As leaders of our communities start talking about transitioning back to work, school, and life, it is important to create a public service announcement (PSA), a campaign if you will, about how pet owners can transition back to what life was before COVID-19, with an emphasis on preparing their pets for the inevitable reduction in time for walks and the extra attention they have been getting. Animals, especially dogs, in my opinion, are creatures of habit and are not going to understand why their humans suddenly stopped spending so much time with them.

Pet owners/fosters are enjoying their pets more than usual, as are the pets loving all of that attention. For many it’s a therapeutic bond; however, people have likely not thought about what it will mean not only to them, but to the dogs, cats, and other pets, when everyone goes back to their busy lives and all that loving attention goes back to normal. Sadly, for dogs that often means very little attention and rare walks, which can cause separation anxiety.

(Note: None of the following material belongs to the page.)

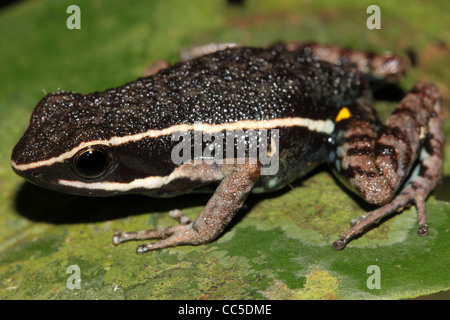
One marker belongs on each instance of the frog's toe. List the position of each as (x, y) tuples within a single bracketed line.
[(179, 216)]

Separation anxiety can be a very expensive behavior because it often leads to costly home repairs or replacing ingested or soiled items, and vet bills for sick pets (some of whom won’t survive what was ingested). Unfortunately, behaviors like these can lead to shelters filling back up. People need to learn what they can do to reduce or prevent their pets from destructive behavior now while they have the time. Many won’t have time once they return to their pre-pandemic lives. Let’s try to keep dogs and other pets from being dumped or returned to shelters by educating the public now. Most local shelters and rescue organizations have resources and/or referrals for training.